Darf der Chef Zwangsferien anordnen?

Weil es im Unternehmen zu wenig Arbeit gibt, schickt der Geschäftsführer einen Mitarbeiter kurzfristig in die Ferien. «Espresso» sagt, wie sich Angestellte in dieser Situation verhalten müssen, damit sie dennoch den vollen Lohn bekommen.

Der Chef bestimmt, wann seine Angestellten in die Ferien fahren dürfen. Das steht so in Gesetz. Er muss aber auf die Wünsche seiner Angestellten soweit wie möglich Rücksicht nehmen.

Das gilt auch bei der Ankündigung der Ferien. Angestellte müssen ihre Ferien vernünftig planen können. Ferien müssen deshalb mindestens zwei Monate im Voraus angekündigt werden.

Beim «Espresso»-Hörer aus Adliswil ist damit klar: Ein Arbeitgeber darf seine Angestellten nicht einfach kurzfristig und auch nicht tageweise in die Ferien schicken, weil es zu wenig Arbeit im Betrieb gibt. Weil Ferien der Erholung dienen, müssen Angestellte ohnehin einmal im Jahr mindestens zwei Wochen Ferien aneinander beziehen.

Diese Bestimmung ist zwingend. Es darf also nicht in einem Arbeitsvertrag oder in einem Reglement davon abgewichen werden.

Schickt der Chef Angestellte heim, muss er den Lohn trotzdem bezahlen

Gibt es in einem Unternehmen zu wenig Arbeit, darf die Betriebsleitung die Angestellten nach Hause schicken. Aber: Die Angestellten haben trotzdem den vollen Lohn zu Gute und sie müssen die unfreiwillig freien Tage auch nicht nacharbeiten. Juristen sprechen vom «Annahmeverzug».

Voraussetzung für den Lohnanspruch ist jedoch, dass Angestellte in einer solchen Situation ihre Arbeitskraft «anbieten».

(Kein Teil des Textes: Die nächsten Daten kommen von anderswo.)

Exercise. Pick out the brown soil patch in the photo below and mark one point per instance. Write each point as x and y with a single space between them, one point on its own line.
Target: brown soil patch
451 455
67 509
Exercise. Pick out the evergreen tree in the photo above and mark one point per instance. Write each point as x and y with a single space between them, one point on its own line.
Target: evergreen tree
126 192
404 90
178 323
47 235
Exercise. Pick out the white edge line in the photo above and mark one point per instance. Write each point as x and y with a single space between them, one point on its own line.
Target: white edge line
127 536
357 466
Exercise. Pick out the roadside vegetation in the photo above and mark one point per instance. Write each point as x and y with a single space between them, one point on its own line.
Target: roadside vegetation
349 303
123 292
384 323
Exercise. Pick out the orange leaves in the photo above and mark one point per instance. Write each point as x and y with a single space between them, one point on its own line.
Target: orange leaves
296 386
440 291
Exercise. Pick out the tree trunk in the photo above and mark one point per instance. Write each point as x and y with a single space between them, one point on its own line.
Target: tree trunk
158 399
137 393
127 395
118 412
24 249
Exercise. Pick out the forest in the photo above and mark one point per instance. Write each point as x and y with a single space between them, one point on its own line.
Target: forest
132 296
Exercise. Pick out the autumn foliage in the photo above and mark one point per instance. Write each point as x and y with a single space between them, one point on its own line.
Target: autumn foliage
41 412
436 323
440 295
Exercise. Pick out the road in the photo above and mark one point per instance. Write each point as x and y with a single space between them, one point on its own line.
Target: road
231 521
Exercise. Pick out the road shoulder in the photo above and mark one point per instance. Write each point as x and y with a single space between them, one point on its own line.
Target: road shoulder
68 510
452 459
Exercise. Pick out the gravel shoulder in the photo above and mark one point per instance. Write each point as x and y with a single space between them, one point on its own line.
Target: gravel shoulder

Der betroffene «Espresso»-Hörer aus Adliswil sollte seinem Chef deshalb mitteilen, dass er mit dem Ferienbezug nicht einverstanden ist und gerne arbeiten möchte. Aus Beweisgründen sollte er das nicht nur mündlich, sondern auch noch per Mail tun.

Weil Angestellte gegenüber ihrem Betrieb eine Treuepflicht haben, müssen sie ihrem Arbeitgeber in solchen Situationen auch entgegenkommen. Wenn zum Beispiel in einer anderen Abteilung genügend Arbeit vorhanden wäre, so wäre ein vorübergehender Einsatz an einem anderen Arbeitsplatz zumutbar.

Überstunden einziehen als Kompromiss

Eine andere Möglichkeit wäre, dass der «Espresso»-Hörer seinem Chef anbietet, in nächster Zeit Überstunden abzubauen. Zwar gilt bei den Überstunden, dass sie nur mit Freizeit ausgeglichen werden dürfen, wenn der Angestellte damit einverstanden ist (siehe dazu den Bundesgerichtsentscheid in der Linkbox).

Dieser Vorschlag wäre ein Entgegenkommen des Angestellten. Will der Arbeitgeber einen loyalen Mitarbeiter nicht demotivieren, wird er das Angebot dankend annehmen.